I don't know what she's up to. Just few months back, she's acting like I have a contagious disease that she avoided me at all cost. Invented every possible reason just avoid me. And all of a sudden she's friendly again towards me.
I can't risk the newly build wall that I have built to protect my heart from breaking again. I am just on my way to recovery from my heartbreak from her. And I know, if I let my heart, It will fall again to her. My heart is just too vulnerable now. And it only knows and beat for Tina. If I let my walls down now. All my efforts will go to waste.

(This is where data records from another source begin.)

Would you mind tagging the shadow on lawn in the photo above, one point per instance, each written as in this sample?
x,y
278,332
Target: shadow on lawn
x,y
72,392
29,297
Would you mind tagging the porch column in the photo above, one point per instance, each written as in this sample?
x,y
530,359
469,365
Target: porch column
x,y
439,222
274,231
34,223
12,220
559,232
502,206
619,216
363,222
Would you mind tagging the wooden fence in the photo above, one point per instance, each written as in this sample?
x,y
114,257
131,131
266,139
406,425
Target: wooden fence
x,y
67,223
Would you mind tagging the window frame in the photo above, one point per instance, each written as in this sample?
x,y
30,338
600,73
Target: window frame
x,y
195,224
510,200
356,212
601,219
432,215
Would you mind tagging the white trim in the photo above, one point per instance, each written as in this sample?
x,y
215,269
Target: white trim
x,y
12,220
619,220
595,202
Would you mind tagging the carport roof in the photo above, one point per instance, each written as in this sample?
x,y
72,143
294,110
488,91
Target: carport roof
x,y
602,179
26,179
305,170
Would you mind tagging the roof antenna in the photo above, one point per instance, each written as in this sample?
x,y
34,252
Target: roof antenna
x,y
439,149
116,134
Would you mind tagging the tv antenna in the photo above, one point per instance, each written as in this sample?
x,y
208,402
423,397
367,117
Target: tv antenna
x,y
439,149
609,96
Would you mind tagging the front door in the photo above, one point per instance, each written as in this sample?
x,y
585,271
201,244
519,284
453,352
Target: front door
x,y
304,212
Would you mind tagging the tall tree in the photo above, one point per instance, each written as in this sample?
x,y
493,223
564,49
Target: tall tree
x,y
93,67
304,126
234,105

But with Alex around everything seems so easy. No dull or awkward moment. All my hidden feelings and things that I wanted to do with Tina before, I diverted it all to Alex. I am not using her. I am just comfortable with her. What I felt for Alex for now has no definition yet. I don't feel the intensity of what I felt towards Tina before with Alex. And I will do anything to make that comfort will grow into something as intense as I felt towards Tina before. I am positive that I can make Alex fall for me eventually and I to her. But she left already, and no definite answer of when she's coming back. And that makes me so sad.
My mobile phone beeped. And was surprise to see that the message was from Tina.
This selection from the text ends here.